Smart Start
Photo: Lydia Williams
Debbie Given, managed Someday Farm.
Published in the May 29 issue of The Blood-Horse
Standing to the side of the press conference proceedings following Smarty Jones' historic victory in the Preakness Stakes (gr. I) was a diminutive lady named Debbie Given. During the colt's formative days, however, Given was no bystander, she was the farm manager of Roy and Patricia Chapman's Someday Farm in Pennsylvania. She was there to help I'll Get Along foal her Elusive Quality   colt at 9 p.m. on Feb. 28, 2001.

"I just love the Chapmans," she said, a smile of satisfaction on her face. "This was their dream. Roy always wanted a homebred to run in the Derby. He got that...and then some."

Given managed the farm for nine years starting in 1991 and foaled and raised all of the Chapman's horses, including Smarty Jones. She recalled Smarty Jones' foaling as "uneventful; a quick delivery. He was coming out fast."

As a foal, Smarty Jones "was ornery," she said. "His mother was ornery, too. You had to clear the shedrow when you were walking her."

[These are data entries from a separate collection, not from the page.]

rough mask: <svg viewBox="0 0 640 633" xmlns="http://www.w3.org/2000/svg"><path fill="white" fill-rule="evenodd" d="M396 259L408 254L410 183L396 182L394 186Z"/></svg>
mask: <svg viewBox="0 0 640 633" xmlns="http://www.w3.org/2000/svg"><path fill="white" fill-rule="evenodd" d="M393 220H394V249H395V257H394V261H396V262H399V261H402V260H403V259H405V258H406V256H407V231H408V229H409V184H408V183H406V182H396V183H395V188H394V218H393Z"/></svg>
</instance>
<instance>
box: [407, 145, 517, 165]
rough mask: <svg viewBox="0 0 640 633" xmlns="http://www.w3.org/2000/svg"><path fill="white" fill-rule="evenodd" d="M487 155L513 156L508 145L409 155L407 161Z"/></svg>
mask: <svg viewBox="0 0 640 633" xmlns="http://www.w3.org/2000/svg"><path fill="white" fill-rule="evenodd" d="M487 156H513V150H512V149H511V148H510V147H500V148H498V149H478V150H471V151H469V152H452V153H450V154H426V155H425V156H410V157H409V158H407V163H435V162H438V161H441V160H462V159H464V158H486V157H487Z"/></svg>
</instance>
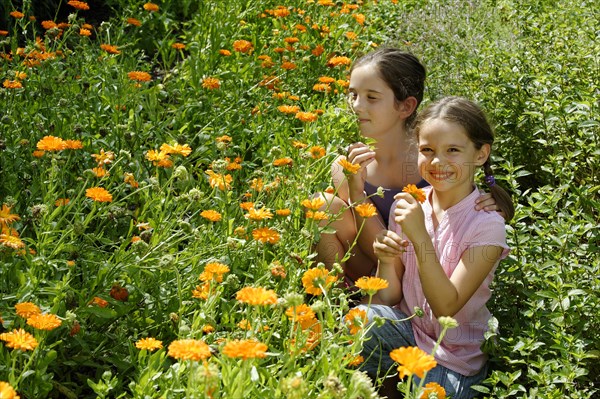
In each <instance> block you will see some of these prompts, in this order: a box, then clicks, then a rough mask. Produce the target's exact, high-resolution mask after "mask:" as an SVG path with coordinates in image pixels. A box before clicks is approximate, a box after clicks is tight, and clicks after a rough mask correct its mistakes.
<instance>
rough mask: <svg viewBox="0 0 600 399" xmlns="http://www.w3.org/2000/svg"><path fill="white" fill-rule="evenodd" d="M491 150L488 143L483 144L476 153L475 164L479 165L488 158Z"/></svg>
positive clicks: (481, 164) (491, 146)
mask: <svg viewBox="0 0 600 399" xmlns="http://www.w3.org/2000/svg"><path fill="white" fill-rule="evenodd" d="M491 151H492V146H491V145H489V144H484V145H482V146H481V148H480V149H479V152H478V153H477V166H481V165H483V164H484V163H485V161H487V160H488V158H489V157H490V152H491Z"/></svg>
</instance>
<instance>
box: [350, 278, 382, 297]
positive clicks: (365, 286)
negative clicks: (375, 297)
mask: <svg viewBox="0 0 600 399" xmlns="http://www.w3.org/2000/svg"><path fill="white" fill-rule="evenodd" d="M355 285H356V286H357V287H358V288H360V289H361V290H363V291H365V292H366V293H367V295H374V294H375V293H376V292H377V291H379V290H382V289H385V288H387V287H388V282H387V281H386V280H384V279H382V278H380V277H367V276H363V277H361V278H359V279H358V280H356V283H355Z"/></svg>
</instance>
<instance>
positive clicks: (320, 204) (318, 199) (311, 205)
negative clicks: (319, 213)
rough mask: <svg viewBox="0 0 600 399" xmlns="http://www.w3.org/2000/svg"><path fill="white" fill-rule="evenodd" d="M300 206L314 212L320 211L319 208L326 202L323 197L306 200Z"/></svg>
mask: <svg viewBox="0 0 600 399" xmlns="http://www.w3.org/2000/svg"><path fill="white" fill-rule="evenodd" d="M300 205H302V206H303V207H305V208H308V209H311V210H313V211H318V210H319V208H321V207H322V206H323V205H325V200H324V199H323V198H321V197H316V198H312V199H305V200H303V201H302V202H301V203H300Z"/></svg>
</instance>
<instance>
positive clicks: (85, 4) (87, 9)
mask: <svg viewBox="0 0 600 399" xmlns="http://www.w3.org/2000/svg"><path fill="white" fill-rule="evenodd" d="M67 4H68V5H70V6H71V7H75V8H76V9H78V10H83V11H86V10H89V9H90V6H89V5H88V4H87V3H86V2H84V1H75V0H71V1H69V2H67Z"/></svg>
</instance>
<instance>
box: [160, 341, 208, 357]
mask: <svg viewBox="0 0 600 399" xmlns="http://www.w3.org/2000/svg"><path fill="white" fill-rule="evenodd" d="M168 355H169V356H171V357H173V358H175V359H179V360H193V361H199V360H206V359H208V358H209V357H210V348H209V346H208V345H207V344H206V343H205V342H204V341H201V340H199V339H179V340H176V341H173V342H171V344H170V345H169V351H168Z"/></svg>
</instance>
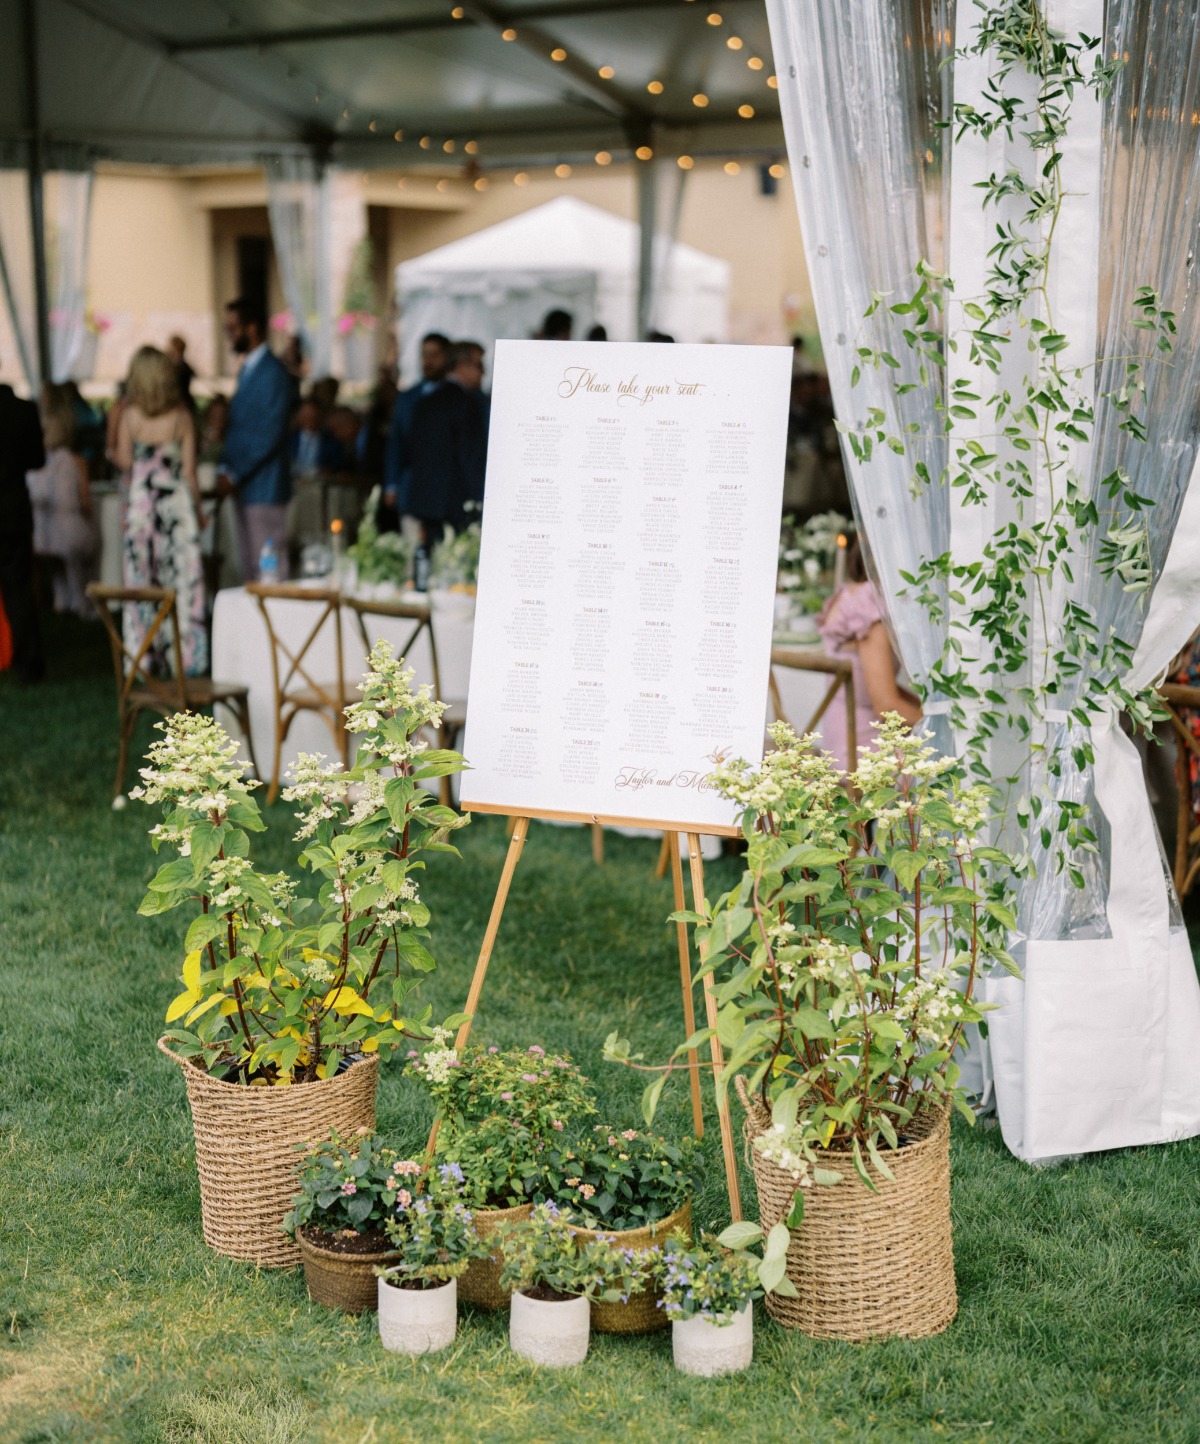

Given remembers Smarty Jones as "just another colt. He wasn't very big. They had another chestnut colt that year that was bigger than him, but Smarty used to run circles around him. You had to go into the field to feed him, and you had to watch out, because he'd come a running."

Given, 49, was born in Elkton, Md., and has had a lifelong love of horses. At 16, she helped her father mow lawns to raise money, $125, to buy her first horse. She worked at several area farms before getting a call from Roy Chapman.

"He called a year before I took the job, but I didn't want to take it," she said. "I thought it was a lot to take on at the time. He kept pestering me and finally I said, 'I'll give you three months.' He said, 'No, I'll give you three months.' "

Given, who lives in Fair Hill, Md., still works with horses. She's now employed by the University of Pennsylvania's New Bolton Center in Chester County, Pa., where she works in the sterilization unit and assists in the operating room when needed.

"Debbie's been here two years and she's just wonderful," said Anne Hope, the operating room supervisor at New Bolton and Given's immediate supervisor. "She's hard-working and dedicated. She's a very detailed-type person, which is something she probably picked up by working at the farm," Hope said. "She picks up on the little changes, which is so important when you're working with horses every day."

Given is enjoying celebrity status at the New Bolton Center these days. She's received plenty of calls, like one from Sports Illustrated. The walls of the Center are filled with "Go Smarty Jones" signs and recent clippings from newspapers.

"We're thrilled," Hope said. "It's very exciting. I don't think she's taken off her Smarty Jones cap in the last week."

Given joked that in the coming weeks, she'll need a bigger cap for her swelling ego. However, she'd still rather be at Someday Farm, working for the Chapmans. "I would still be there if they hadn't sold the farm," she said.